This guide covers performance considerations for the Howso Platform and client installation.
- Use a dedicated Kubernetes cluster for Howso Platform.
- Increase the size of NATS, Redis, Postgres.
- Use cluster autoscaling.
- Run workloads from a large dedicated client machine.
In the Howso Platform, trainees (also known as workers) are created as new (stateful set) pods on demand.
- Individual trainees can be very large - it is not uncommon to dedicate tens of cpu resources and even more Gb of memory to a single trainee.
- The Kubernetes API server is used to create and manage these pods. The API server is a critical component of the cluster, can come under load, potentially impacting other cluster workloads.
As such, the profile of the cluster can be demanding and very dynamic. Therefore it is recommended to run the Howso Platform on a dedicated cluster for the best performance (for the Howso Platform and other workloads).
As discussed extensively elsewhere in this guide, Howso Platform relies on several dependent charts. NATS, Redis, Postgres, Minio. These charts can be tuned independently of the Howso Platform chart. The included manifests provide some basic, but impactful tuning recommendations.

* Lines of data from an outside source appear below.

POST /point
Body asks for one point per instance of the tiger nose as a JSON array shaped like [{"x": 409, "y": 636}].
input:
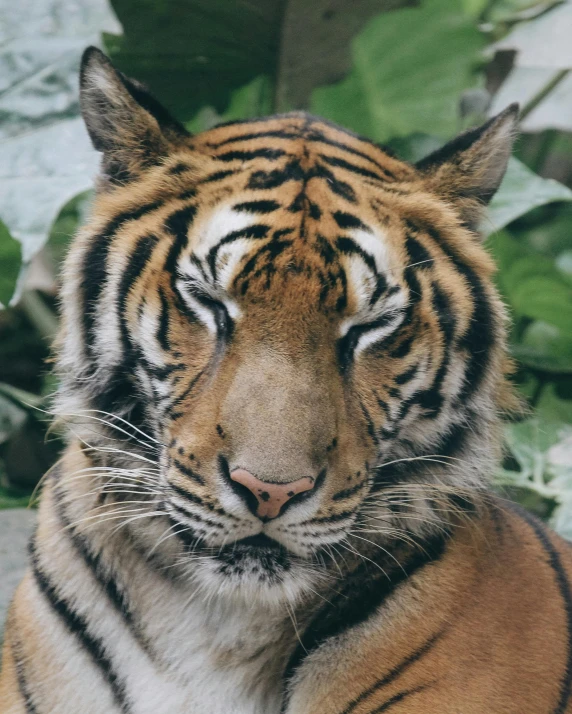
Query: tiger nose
[{"x": 271, "y": 497}]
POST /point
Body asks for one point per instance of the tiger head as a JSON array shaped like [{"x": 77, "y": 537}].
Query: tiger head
[{"x": 297, "y": 330}]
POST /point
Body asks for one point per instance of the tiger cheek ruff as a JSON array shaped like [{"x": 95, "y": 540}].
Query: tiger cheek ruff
[{"x": 282, "y": 366}]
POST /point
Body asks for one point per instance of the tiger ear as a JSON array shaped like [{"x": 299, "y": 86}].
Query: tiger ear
[
  {"x": 131, "y": 128},
  {"x": 468, "y": 170}
]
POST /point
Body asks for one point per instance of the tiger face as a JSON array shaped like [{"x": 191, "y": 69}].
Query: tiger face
[{"x": 296, "y": 329}]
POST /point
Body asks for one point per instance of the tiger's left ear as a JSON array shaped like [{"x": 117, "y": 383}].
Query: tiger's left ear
[
  {"x": 468, "y": 170},
  {"x": 129, "y": 126}
]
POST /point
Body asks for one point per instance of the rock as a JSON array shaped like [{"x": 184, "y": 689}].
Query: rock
[{"x": 16, "y": 527}]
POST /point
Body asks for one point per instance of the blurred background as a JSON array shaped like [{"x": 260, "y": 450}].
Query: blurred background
[{"x": 408, "y": 74}]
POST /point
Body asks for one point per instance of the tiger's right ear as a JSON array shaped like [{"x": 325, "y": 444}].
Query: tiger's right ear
[{"x": 131, "y": 128}]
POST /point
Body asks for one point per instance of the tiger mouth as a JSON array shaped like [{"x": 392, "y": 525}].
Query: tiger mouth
[{"x": 259, "y": 552}]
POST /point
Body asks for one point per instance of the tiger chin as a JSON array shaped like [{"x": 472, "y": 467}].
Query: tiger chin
[{"x": 282, "y": 370}]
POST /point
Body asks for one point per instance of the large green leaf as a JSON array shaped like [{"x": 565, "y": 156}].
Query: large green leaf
[
  {"x": 546, "y": 348},
  {"x": 409, "y": 69},
  {"x": 10, "y": 258},
  {"x": 45, "y": 154},
  {"x": 531, "y": 283},
  {"x": 520, "y": 192},
  {"x": 540, "y": 80},
  {"x": 193, "y": 53}
]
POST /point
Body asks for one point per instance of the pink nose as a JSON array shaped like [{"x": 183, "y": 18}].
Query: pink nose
[{"x": 271, "y": 497}]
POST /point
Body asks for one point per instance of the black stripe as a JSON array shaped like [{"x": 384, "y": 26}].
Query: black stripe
[
  {"x": 177, "y": 225},
  {"x": 257, "y": 206},
  {"x": 195, "y": 517},
  {"x": 179, "y": 168},
  {"x": 394, "y": 673},
  {"x": 278, "y": 134},
  {"x": 272, "y": 179},
  {"x": 218, "y": 176},
  {"x": 418, "y": 254},
  {"x": 163, "y": 327},
  {"x": 135, "y": 266},
  {"x": 480, "y": 335},
  {"x": 193, "y": 475},
  {"x": 406, "y": 376},
  {"x": 398, "y": 698},
  {"x": 193, "y": 498},
  {"x": 340, "y": 188},
  {"x": 566, "y": 593},
  {"x": 254, "y": 232},
  {"x": 348, "y": 246},
  {"x": 23, "y": 687},
  {"x": 348, "y": 492},
  {"x": 343, "y": 164},
  {"x": 364, "y": 592},
  {"x": 94, "y": 271},
  {"x": 102, "y": 574},
  {"x": 320, "y": 138},
  {"x": 270, "y": 154},
  {"x": 348, "y": 220},
  {"x": 79, "y": 628},
  {"x": 186, "y": 393}
]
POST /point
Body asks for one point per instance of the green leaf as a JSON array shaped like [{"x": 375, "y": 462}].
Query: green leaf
[
  {"x": 196, "y": 53},
  {"x": 10, "y": 257},
  {"x": 11, "y": 418},
  {"x": 252, "y": 100},
  {"x": 542, "y": 42},
  {"x": 409, "y": 70},
  {"x": 521, "y": 191},
  {"x": 513, "y": 10},
  {"x": 531, "y": 283},
  {"x": 545, "y": 348},
  {"x": 45, "y": 154}
]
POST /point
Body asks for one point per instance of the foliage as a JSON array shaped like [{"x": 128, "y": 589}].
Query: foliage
[{"x": 410, "y": 75}]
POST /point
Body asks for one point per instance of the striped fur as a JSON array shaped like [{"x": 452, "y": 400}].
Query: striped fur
[{"x": 282, "y": 296}]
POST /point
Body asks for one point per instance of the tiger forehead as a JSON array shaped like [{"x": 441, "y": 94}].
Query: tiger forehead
[
  {"x": 302, "y": 136},
  {"x": 286, "y": 203}
]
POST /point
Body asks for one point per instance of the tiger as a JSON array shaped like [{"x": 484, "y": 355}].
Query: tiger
[{"x": 283, "y": 373}]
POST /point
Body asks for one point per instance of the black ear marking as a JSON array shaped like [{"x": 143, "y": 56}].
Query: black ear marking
[
  {"x": 472, "y": 165},
  {"x": 129, "y": 126}
]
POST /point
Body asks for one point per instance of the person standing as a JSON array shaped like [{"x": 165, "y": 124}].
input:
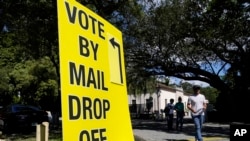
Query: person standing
[
  {"x": 197, "y": 105},
  {"x": 179, "y": 108},
  {"x": 170, "y": 114}
]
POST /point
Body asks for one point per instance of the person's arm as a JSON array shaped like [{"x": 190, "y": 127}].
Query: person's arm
[{"x": 190, "y": 107}]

The out of the box installations of these charts, particularly NATS, Redis and Postgres are small installations. These should run reasonably well for basic local examples, but for demanding workloads, across large clusters, increasing the allocated resources is very beneficial.
In rough order of impact:
NATS is used for inter-service communication. This NATS manifest provides a configuration that runs a cluster of 3 JetStream enabled NATS servers - with increased resources. It also forces the NATS pods to run on seperate workers, so would need a core node pool of 3. Check out the NATS Chart documentation for more information.
Redis is used for storing data messages and message responses. Currently Howso Platform components need to both read and write to Redis, so there is no advantage in Read Replicas (without addionally adding sentinel). The Redis manifest provides a configuration that runs a single Redis server - with increased resources that should perform well for larger workloads.
Postgres is used for storing the state of the Howso Platform. The Postgres manifest provides a configuration that increases the resources allocated to the Postgres server - so that it should not be a bottleneck for larger workloads.
The Minio manifest standalone mode chart installation has usually been sufficient for most workloads. However, for larger workloads, the Minio Chart can be extensively tuned or swapped out for a cloud s3 compatible service.
Howso Platform is built to naturally take advantage of Kubernetes Cluster Autoscaling. It is highly recommended to use this feature, to efficiently scale the cluster during a Howso Platform run, and scale back down when the workloads are complete.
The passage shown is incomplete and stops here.